A Fault-Tolerant Framework for Asynchronous Iterative Computations in Cloud Environments

作者:Wang, Zhigang*; Gao, Lixin; Gu, Yu; Bao, Yubin; Yu, Ge
来源:IEEE Transactions on Parallel and Distributed Systems, 2018, 29(8): 1678-1692.
DOI:10.1109/TPDS.2018.2808519

摘要

Most graph algorithms are iterative in nature. They can be processed by distributed systems in memory in an efficient asynchronous manner. However, it is challenging to recover from failures in such systems. This is because traditional checkpoint fault-tolerant frameworks incur expensive barrier costs that usually offset the gains brought by asynchronous computations.
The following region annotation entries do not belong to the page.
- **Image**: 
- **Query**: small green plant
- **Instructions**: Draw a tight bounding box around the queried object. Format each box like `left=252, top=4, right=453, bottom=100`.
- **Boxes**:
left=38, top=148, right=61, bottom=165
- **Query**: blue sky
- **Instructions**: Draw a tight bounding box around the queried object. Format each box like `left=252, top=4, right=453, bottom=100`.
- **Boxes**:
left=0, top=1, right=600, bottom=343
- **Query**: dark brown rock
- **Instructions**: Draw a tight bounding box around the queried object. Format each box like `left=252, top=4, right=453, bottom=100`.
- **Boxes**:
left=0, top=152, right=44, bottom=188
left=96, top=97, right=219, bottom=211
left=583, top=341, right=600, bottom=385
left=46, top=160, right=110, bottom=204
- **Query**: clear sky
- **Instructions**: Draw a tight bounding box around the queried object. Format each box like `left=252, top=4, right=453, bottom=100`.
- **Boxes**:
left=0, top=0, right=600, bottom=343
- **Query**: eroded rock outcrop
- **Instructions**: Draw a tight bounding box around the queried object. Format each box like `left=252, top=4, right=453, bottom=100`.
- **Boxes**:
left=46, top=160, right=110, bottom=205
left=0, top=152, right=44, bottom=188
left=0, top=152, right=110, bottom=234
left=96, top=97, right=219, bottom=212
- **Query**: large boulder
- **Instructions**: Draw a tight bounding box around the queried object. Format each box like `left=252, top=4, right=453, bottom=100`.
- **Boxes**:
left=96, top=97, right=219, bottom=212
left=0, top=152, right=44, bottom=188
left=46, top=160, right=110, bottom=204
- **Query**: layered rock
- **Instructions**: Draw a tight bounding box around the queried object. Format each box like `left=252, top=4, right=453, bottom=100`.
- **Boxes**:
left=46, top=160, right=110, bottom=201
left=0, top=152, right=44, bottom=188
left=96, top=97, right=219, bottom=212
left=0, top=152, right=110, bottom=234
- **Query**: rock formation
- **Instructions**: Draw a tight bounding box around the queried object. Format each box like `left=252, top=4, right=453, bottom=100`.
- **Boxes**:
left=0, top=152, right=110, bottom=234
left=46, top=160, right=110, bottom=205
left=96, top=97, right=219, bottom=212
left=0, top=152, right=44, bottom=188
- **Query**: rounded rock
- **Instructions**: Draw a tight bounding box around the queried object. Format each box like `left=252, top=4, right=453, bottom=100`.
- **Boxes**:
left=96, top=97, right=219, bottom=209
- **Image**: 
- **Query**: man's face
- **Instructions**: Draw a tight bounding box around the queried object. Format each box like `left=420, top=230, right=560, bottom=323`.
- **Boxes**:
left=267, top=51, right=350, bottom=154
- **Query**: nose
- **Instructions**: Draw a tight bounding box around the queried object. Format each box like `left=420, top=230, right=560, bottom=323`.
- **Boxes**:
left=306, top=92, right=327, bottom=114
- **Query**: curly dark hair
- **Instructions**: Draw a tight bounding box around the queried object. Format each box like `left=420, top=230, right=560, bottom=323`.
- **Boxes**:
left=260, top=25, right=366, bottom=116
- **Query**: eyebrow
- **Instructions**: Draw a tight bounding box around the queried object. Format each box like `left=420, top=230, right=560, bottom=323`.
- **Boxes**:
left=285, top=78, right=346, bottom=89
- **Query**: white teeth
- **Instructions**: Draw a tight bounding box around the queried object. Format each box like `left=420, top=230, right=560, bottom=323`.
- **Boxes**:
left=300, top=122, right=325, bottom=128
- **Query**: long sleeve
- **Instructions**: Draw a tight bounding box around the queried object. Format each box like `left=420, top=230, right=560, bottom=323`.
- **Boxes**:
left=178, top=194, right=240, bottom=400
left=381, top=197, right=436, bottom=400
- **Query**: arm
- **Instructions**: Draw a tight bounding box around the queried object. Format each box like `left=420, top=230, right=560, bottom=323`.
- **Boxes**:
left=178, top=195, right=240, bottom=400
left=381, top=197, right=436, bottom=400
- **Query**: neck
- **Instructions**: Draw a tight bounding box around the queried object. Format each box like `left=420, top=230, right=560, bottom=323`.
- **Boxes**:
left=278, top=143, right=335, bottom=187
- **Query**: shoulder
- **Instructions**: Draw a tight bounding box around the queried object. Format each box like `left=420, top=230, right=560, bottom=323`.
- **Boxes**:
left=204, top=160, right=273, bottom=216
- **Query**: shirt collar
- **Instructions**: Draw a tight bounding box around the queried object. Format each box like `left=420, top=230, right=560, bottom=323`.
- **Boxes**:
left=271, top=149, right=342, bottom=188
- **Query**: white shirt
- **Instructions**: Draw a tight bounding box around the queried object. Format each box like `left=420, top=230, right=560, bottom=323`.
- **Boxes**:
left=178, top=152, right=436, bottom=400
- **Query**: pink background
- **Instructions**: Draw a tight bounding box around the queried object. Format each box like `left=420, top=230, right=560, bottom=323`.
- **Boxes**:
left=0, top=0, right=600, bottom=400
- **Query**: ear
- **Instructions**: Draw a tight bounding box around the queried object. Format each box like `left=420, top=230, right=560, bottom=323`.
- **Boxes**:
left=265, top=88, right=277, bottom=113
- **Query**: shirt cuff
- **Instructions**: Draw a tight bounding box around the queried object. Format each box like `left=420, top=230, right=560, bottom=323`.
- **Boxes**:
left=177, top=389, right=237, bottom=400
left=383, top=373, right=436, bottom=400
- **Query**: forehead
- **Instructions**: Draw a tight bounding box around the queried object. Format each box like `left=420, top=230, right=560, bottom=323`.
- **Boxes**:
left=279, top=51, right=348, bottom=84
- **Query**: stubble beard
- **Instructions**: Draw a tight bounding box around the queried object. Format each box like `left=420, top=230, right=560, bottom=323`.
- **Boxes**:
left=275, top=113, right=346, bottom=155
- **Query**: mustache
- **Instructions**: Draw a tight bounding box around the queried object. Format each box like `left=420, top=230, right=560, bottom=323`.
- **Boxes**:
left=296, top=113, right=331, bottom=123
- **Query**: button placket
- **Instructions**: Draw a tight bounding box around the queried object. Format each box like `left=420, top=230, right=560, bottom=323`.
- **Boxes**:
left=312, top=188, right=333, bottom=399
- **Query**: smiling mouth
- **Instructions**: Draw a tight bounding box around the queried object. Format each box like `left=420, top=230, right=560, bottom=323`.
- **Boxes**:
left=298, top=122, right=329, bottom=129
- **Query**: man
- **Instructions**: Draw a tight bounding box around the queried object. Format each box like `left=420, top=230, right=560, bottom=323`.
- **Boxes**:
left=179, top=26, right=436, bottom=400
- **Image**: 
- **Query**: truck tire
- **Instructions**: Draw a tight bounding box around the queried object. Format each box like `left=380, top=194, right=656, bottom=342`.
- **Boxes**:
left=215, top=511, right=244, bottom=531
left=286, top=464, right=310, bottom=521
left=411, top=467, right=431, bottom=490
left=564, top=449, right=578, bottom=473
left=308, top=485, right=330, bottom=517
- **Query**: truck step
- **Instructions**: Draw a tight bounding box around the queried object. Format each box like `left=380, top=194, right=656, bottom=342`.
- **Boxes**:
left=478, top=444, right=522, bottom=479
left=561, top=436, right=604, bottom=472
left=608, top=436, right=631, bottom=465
Worse, surviving data are rolled back, leading to costly re-computations. This paper first proposes to leverage surviving data for failure recovery in an asynchronous system. Our framework guarantees the correctness of algorithms and avoids rolling back surviving data. Additionally, a novel asynchronous checkpointing solution is introduced to accelerate recovery at the price of nearly zero overheads. Some optimization strategies like message pruning, non-blocking recovery and load balancing are also designed to further boost the performance. We have conducted extensive experiments to show the effectiveness of our proposals using real-world graphs.